A convicção do Tribunal alicerçou-se no teor do artigo publicado no jornal «O Independente», constante do apenso I, do fax enviado pelo arguido ao jornal, de fls. 51 a 53,e da copia da pagina de «0 Independente» de 13/111/98 contendo as quatro cartas enviadas em reacção ao artigo, de fls. 54.
Relativamente à autoria da frase constante do ponto 3 dos factos provados, temos que o arguido Manuel Fidalgo negou tê-la proferido enquanto a arguida Manuela Carona reafirmou ter ouvido a mesma da boca do co-arguido quando o entrevistou.

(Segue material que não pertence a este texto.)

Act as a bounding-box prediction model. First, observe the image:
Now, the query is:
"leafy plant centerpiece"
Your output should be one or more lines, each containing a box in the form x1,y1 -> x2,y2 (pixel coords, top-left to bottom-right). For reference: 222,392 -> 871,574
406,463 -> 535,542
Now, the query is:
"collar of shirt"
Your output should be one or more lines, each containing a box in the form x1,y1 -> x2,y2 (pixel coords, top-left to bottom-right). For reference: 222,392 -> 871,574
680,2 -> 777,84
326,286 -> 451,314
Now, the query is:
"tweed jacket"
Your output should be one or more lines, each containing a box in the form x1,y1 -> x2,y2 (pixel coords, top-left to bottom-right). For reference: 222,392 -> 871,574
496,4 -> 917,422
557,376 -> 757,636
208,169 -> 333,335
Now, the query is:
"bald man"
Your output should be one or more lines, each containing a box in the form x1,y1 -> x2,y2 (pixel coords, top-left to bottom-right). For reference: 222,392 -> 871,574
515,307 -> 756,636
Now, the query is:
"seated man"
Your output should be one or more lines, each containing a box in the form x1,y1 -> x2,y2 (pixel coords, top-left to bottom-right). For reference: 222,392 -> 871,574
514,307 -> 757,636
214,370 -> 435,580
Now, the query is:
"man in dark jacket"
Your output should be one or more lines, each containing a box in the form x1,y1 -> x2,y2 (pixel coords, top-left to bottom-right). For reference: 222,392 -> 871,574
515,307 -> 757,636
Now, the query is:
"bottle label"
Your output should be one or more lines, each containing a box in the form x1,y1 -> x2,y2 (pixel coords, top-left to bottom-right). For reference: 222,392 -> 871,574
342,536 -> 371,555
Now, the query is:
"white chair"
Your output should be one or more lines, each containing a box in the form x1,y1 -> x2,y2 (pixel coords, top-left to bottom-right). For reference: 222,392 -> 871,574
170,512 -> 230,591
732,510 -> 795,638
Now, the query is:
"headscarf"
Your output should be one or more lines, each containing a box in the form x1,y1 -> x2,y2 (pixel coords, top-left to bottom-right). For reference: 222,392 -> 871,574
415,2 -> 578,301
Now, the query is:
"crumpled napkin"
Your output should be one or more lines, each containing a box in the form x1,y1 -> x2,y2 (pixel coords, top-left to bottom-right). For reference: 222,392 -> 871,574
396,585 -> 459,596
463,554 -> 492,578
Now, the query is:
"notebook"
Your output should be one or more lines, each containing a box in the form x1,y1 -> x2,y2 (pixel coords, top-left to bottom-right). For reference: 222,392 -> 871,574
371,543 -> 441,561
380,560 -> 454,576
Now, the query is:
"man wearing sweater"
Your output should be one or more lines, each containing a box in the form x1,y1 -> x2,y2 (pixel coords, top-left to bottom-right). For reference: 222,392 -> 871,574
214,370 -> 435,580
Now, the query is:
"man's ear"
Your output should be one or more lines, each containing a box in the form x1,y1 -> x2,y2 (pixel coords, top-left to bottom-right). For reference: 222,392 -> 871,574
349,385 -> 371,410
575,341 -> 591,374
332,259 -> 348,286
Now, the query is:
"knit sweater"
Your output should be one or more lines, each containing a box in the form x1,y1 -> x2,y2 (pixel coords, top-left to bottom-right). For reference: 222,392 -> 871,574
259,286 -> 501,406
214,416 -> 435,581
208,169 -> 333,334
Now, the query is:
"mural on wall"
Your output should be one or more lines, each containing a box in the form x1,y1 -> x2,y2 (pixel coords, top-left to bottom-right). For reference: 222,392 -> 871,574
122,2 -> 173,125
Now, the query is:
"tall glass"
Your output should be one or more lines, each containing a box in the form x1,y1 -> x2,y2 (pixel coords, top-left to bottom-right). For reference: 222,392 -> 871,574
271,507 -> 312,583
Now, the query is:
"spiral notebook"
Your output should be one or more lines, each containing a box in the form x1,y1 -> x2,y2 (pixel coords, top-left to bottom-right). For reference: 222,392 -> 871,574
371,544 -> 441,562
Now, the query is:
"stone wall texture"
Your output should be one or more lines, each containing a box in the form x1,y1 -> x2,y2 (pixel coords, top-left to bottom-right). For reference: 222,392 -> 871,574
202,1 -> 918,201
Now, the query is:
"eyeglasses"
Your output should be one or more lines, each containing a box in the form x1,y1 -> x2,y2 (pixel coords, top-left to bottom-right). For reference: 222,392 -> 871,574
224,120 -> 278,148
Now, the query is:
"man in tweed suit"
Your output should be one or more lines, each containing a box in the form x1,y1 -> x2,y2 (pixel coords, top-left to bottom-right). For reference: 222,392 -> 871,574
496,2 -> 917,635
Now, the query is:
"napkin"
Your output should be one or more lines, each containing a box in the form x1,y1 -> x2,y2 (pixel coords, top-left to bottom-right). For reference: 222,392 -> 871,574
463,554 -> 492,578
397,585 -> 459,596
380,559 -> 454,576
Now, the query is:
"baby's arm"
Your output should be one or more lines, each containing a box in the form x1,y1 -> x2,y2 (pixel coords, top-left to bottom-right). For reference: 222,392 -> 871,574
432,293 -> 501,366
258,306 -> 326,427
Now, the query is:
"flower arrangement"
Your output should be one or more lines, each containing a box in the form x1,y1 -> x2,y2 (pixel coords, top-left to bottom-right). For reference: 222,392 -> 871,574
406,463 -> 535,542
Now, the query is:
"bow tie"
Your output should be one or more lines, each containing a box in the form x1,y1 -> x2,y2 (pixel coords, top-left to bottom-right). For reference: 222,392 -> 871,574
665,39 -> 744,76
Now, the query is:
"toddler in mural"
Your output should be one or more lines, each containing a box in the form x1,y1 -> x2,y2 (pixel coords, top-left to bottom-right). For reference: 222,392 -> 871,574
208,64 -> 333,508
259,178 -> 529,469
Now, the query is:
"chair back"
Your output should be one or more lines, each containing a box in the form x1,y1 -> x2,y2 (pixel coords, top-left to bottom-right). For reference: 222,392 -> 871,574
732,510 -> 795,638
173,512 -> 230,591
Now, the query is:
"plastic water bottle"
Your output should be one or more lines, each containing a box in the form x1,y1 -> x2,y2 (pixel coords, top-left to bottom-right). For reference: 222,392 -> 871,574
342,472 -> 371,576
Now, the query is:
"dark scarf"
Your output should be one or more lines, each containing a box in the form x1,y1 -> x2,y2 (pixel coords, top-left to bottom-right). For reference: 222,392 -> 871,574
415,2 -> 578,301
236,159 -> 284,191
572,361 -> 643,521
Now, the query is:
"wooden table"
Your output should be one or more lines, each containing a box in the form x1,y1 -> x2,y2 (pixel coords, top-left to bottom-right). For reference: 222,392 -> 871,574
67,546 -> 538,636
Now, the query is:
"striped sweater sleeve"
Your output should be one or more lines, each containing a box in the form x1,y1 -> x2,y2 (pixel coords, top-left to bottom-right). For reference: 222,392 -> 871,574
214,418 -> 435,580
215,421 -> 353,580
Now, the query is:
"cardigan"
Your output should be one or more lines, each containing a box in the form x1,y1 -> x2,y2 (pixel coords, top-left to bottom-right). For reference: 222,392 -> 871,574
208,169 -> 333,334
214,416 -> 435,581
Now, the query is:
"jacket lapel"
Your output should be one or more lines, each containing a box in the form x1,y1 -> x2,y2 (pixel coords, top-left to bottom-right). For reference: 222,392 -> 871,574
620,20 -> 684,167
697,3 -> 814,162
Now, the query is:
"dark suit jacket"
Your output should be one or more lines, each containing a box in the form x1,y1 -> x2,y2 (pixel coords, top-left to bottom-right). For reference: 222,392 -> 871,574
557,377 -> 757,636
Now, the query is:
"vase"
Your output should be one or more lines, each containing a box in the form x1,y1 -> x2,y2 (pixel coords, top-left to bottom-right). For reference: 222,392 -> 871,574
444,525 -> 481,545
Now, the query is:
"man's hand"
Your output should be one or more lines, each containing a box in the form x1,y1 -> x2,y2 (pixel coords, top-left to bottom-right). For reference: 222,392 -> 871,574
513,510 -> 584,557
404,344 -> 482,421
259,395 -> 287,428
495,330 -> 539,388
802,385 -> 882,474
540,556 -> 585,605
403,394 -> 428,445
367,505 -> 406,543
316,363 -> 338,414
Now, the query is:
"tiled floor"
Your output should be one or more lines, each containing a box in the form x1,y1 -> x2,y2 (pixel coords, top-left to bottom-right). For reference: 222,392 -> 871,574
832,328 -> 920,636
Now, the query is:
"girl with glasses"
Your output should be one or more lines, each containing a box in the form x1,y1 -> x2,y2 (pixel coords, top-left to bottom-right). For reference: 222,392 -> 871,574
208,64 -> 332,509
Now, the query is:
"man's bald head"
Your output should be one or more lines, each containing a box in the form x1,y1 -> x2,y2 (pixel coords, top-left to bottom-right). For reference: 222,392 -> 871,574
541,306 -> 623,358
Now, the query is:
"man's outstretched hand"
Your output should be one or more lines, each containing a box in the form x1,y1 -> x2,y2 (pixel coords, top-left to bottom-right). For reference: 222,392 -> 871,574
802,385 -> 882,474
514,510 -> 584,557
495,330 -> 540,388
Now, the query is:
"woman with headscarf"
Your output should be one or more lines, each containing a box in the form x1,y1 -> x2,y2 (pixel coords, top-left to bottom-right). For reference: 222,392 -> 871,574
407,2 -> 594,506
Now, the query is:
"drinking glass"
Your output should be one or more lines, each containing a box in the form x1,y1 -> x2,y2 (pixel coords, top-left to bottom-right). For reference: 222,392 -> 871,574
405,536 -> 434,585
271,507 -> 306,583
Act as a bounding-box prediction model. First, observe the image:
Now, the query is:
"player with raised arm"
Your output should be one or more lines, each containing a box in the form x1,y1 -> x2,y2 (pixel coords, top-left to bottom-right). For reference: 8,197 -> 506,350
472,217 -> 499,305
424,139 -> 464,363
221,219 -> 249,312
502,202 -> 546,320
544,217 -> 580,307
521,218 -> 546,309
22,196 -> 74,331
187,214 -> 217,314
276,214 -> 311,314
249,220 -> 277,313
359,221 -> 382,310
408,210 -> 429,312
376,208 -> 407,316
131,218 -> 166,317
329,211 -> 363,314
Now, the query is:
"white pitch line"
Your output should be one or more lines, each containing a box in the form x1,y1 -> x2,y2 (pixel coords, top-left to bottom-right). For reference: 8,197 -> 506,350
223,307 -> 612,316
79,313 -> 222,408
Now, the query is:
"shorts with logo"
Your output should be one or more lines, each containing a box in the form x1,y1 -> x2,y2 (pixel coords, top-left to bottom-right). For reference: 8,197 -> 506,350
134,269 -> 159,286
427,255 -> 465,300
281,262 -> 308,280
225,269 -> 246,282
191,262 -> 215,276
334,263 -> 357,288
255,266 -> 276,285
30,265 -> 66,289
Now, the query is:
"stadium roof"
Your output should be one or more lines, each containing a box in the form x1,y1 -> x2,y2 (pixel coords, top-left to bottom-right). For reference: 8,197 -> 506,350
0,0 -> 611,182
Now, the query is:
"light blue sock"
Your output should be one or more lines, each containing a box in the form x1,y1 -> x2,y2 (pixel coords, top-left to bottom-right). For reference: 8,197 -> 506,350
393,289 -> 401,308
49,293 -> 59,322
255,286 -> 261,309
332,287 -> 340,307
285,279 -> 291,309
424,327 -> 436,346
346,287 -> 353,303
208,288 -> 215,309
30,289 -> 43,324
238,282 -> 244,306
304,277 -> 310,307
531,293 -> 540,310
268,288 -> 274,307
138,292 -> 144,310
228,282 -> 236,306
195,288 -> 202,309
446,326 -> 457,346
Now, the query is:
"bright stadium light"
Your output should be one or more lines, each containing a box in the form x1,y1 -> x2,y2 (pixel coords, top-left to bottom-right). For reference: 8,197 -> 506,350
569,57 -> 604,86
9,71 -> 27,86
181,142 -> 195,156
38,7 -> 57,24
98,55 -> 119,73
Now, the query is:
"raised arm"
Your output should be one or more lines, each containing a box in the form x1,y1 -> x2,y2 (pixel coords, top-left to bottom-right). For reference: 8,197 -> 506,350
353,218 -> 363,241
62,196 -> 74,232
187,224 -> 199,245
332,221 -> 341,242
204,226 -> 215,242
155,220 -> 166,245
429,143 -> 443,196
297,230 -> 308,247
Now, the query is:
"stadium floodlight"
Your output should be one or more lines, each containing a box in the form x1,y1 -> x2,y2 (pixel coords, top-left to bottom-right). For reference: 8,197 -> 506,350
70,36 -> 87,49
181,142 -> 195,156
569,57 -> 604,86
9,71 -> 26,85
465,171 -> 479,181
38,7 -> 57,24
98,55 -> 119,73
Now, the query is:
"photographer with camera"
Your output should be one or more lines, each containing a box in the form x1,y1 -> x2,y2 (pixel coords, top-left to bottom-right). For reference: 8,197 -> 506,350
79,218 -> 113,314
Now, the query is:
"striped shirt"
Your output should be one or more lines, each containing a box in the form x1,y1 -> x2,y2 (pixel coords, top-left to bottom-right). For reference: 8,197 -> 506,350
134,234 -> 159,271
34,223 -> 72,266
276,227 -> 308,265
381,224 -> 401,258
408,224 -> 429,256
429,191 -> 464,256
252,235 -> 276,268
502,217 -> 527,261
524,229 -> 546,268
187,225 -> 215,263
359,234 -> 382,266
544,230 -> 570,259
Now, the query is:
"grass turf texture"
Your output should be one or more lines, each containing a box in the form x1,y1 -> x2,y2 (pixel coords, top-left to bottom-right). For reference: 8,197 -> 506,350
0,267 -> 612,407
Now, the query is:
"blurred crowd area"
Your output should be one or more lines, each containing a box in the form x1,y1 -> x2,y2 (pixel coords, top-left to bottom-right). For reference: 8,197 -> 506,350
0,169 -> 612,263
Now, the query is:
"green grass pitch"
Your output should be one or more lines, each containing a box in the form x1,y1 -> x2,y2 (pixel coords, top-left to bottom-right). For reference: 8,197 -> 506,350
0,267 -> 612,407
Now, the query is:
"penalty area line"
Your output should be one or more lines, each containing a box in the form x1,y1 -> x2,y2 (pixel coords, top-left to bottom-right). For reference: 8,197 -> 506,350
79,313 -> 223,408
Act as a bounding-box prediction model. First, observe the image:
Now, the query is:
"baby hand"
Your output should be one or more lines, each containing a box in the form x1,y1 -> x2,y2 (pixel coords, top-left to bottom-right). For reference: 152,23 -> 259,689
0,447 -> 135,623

Em princípio, seria a palavra de um dos arguidos contra a do outro apenas.
Porém, analisando de forma crítica toda a prova produzida em audiência, chegamos à conclusão vertida no ponto 6 dos factos provados.
Vejamos.
A conversa tida entre os arguidos, previamente à elaboração do artigo e tendo este em vista, não foi, conforme ambos referiram, uma «entrevista de pergunta-resposta», foi antes um diálogo que versou sobre vários assuntos, sendo que no decurso do mesmo a arguida ia tirando as suas notas num caderno ou bloco de apontamentos. Assim, conforme equacionou a testemunha Carlos Enes, que foi jornalista no jornal «o Independente» até há cerca de dois anos, provavelmente a arguida, ou elaborou as suas notas de forma errada, ou interpretou-as incorrectamente, posteriormente, quando escreveu o artigo - tanto mais que as notas, no contexto de uma conversa, tem de ser tiradas de forma...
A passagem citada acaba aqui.